Montana’s export story rarely makes the front page, yet it fuels more local paychecks than most people realize. In 2024, Big Sky Country shipped $2.4 billion in goods abroad, an amount equal to 3.2 percent of state GDP and supporting about 9,000 jobs from Kalispell fabrication bays to Billings rail yards.
Those dollars circulate through every corner café and feed store, so the details of federal trade legislation matter here more than in cities where Fortune 500 headquarters dominate the skyline.
A quiet clause in the sprawling “One Big Beautiful Bill” aimed to strip important incentives from farmers in the agricultural sector. Special interests have been trying to weaken Duty Drawback provisions so that farmers of certain crops would suffer. If Congress can carve one crop out of a 235-year-old program, the next lobbyist will target timber, or refined metals, or advanced composites. That is how an obscure footnote becomes a statewide tax hike.

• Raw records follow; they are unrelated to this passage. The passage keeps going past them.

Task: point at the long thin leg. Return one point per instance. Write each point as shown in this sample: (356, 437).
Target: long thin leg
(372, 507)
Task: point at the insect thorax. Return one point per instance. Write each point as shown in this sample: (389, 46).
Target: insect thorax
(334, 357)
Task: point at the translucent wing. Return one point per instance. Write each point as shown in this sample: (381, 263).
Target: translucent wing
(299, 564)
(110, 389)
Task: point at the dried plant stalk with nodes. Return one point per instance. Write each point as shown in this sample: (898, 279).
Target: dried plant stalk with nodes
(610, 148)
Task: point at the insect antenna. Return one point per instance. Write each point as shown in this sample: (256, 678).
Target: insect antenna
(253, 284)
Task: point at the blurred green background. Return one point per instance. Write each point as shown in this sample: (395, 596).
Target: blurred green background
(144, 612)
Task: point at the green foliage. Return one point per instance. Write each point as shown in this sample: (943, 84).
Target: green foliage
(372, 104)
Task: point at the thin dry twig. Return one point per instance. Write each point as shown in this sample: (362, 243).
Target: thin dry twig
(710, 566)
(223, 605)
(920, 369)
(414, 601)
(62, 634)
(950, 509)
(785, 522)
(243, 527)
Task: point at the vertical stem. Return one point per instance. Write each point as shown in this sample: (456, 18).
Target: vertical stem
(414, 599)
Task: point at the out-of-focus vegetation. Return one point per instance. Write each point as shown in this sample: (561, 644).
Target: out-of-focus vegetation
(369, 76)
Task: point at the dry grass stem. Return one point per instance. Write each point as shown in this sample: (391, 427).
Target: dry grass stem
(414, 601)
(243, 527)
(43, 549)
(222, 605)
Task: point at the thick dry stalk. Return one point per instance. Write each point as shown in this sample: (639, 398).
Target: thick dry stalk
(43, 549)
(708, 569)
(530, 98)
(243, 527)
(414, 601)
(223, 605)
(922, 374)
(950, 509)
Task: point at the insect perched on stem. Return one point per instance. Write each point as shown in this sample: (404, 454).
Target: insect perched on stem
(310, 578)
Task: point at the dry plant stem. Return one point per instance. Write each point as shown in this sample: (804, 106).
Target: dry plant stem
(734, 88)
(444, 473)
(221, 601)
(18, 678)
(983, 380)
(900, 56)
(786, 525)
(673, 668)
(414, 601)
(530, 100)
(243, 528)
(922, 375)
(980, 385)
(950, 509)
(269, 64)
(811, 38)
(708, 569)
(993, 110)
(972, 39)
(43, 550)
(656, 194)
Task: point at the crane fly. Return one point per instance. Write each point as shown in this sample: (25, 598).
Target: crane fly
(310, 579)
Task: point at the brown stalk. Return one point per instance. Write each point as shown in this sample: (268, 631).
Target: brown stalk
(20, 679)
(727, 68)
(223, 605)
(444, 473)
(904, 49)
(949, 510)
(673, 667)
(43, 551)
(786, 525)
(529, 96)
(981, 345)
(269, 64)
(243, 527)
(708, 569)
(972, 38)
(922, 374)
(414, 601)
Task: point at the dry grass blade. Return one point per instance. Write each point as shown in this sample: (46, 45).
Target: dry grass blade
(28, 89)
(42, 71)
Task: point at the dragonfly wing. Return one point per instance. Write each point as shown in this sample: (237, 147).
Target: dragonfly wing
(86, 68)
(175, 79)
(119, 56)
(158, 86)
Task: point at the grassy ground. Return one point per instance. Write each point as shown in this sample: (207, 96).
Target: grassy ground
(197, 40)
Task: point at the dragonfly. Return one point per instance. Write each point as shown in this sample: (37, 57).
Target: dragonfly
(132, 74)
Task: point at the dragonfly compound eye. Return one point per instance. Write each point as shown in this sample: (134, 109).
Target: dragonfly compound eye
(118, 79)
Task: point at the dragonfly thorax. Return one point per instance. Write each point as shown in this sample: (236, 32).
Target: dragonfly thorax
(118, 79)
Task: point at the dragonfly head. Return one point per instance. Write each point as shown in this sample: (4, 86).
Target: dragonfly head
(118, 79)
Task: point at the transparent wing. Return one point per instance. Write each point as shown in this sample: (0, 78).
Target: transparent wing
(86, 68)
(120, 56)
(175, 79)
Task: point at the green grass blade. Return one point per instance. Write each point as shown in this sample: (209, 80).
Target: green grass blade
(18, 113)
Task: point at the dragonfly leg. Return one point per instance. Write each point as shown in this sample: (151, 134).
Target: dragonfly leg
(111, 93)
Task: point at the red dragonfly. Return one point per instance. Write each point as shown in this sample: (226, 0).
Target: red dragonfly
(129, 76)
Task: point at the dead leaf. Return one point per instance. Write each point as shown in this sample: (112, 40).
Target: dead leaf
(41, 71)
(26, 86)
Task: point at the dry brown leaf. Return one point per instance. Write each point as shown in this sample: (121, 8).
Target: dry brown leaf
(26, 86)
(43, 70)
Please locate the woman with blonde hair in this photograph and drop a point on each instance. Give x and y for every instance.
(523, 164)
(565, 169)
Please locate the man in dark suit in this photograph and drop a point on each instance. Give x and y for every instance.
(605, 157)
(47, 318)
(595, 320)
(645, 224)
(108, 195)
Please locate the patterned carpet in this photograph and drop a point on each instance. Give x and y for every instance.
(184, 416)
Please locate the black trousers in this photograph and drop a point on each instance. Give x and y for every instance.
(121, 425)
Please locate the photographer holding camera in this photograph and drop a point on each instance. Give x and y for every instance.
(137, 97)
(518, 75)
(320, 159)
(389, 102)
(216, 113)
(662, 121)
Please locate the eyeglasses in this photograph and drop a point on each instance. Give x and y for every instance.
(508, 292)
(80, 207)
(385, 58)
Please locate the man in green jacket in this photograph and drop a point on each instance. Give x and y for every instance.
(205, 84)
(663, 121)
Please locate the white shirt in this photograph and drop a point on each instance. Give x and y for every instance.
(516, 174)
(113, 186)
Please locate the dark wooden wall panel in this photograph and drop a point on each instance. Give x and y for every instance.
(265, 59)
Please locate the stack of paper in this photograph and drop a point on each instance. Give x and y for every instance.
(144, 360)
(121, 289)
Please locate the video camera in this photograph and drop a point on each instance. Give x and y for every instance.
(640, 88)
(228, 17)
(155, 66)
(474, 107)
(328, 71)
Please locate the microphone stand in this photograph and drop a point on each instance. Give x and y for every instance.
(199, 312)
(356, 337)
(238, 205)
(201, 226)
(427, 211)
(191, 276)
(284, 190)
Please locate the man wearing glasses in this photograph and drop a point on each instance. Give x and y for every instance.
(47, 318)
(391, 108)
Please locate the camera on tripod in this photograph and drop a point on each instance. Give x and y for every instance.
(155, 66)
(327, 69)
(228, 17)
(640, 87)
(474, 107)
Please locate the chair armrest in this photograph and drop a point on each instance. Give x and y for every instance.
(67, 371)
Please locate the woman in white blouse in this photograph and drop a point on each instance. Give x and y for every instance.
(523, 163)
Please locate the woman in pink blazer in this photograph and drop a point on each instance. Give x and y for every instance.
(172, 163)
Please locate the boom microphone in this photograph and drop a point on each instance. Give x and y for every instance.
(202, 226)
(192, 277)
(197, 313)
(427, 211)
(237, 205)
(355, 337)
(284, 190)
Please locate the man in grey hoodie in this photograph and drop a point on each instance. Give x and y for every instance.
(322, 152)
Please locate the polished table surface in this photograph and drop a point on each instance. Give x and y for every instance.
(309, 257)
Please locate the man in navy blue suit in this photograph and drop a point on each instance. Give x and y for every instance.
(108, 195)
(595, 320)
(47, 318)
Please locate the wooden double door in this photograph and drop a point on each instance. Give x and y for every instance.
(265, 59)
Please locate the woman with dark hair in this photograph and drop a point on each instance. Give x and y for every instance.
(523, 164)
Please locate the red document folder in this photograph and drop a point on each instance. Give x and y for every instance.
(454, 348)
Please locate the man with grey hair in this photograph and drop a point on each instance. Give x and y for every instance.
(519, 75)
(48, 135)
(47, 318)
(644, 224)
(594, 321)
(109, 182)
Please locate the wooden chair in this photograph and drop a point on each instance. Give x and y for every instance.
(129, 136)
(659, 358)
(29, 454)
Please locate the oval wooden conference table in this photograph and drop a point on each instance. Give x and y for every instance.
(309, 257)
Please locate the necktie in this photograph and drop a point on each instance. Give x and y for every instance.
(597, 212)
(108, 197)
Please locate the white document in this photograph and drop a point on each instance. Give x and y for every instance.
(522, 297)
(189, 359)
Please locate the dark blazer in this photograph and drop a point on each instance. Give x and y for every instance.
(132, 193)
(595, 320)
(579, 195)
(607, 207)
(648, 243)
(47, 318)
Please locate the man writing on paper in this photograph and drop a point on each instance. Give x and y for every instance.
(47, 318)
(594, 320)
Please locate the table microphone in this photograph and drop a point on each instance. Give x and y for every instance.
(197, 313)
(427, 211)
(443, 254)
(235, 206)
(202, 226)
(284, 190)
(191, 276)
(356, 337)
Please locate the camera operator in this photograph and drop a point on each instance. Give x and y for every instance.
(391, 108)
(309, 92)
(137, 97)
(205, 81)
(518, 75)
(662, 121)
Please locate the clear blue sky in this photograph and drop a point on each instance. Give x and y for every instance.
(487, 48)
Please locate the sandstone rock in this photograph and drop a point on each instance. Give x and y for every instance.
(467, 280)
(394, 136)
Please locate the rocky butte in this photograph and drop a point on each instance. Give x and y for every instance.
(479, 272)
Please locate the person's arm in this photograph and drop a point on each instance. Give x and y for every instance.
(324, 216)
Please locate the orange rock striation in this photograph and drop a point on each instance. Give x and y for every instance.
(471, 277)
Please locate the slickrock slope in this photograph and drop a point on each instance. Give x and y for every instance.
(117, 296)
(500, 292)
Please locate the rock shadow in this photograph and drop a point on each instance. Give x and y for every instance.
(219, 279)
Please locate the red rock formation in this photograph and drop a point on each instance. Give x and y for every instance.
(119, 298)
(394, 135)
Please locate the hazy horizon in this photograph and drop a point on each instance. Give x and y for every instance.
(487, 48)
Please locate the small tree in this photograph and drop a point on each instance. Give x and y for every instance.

Since the first tariff act drafted under Alexander Hamilton, duty drawback has refunded import duties on parts, raw materials, and feedstocks that leave the United States inside finished exports. The concept is simple: do not tax something twice if it never stays in the domestic economy. A mill in the Flathead Valley can import a component that is unavailable from any U.S. supplier, integrate it into a high-altitude pump, and ship the finished unit to a mine in another country. After filing paperwork that proves export, the company gets its duty back. That rebate prevents a hidden tariff from tilting the playing field toward foreign competitors.
The beneficiaries in Montana are diverse: a specialty silicon facility in Butte, a refinery near the Yellowstone River, a sawmill in Lincoln County, and a photonics operation in Bozeman. None of these enterprises are household brands, yet together they anchor local tax rolls and apprenticeship programs. They count on duty drawback to keep bids competitive when overseas buyers compare U.S. quotes with offers from Canada or Mexico where duty refunds process automatically.
Eliminating duty drawback would evaporate margins overnight. Kiln upgrades in the timber sector would be postponed, expansion of high-tech labs would move to free-trade zones abroad, and some firms would shift final assembly closer to customers simply to avoid paying U.S. duties twice. Rural counties would feel the sting first. Overtime disappears; school levies stagnate; property values slip as suppliers scale back. Once those high-skill roles exit the state, recruiting them back is far harder than keeping them here in the first place.
The Senate’s draft of the “One Big Beautiful Bill” already struck the repeal language, but we can’t let our guard down. Congress must send the White House a bill free of poison pills and make sure President Trump protects duty drawback. Montana’s delegation, especially members on the Finance and Appropriations committees, should draw a bright red line: protect duty drawback. That stance aligns perfectly with Montana’s tradition of open markets and level playing fields.
Duty drawback is not an obscure relic; it is a linchpin that lets rural ingenuity reach global customers. Remove it for one industry, and Montana’s emerging tech, energy, and timber clusters could also be at risk, and potentially watch supply chains run around the state rather than through it. Leave duty drawback intact for all industries, and Montanans will keep turning mountain grit into world-class products that carry the Made-in-Montana label across the world.
Sen. Mark Noland, R-Bigfork, served as the Chair of the Senate Business and Labor Committee for the 2025 Montana Legislature, and now serves on the Economic Affairs interim committee.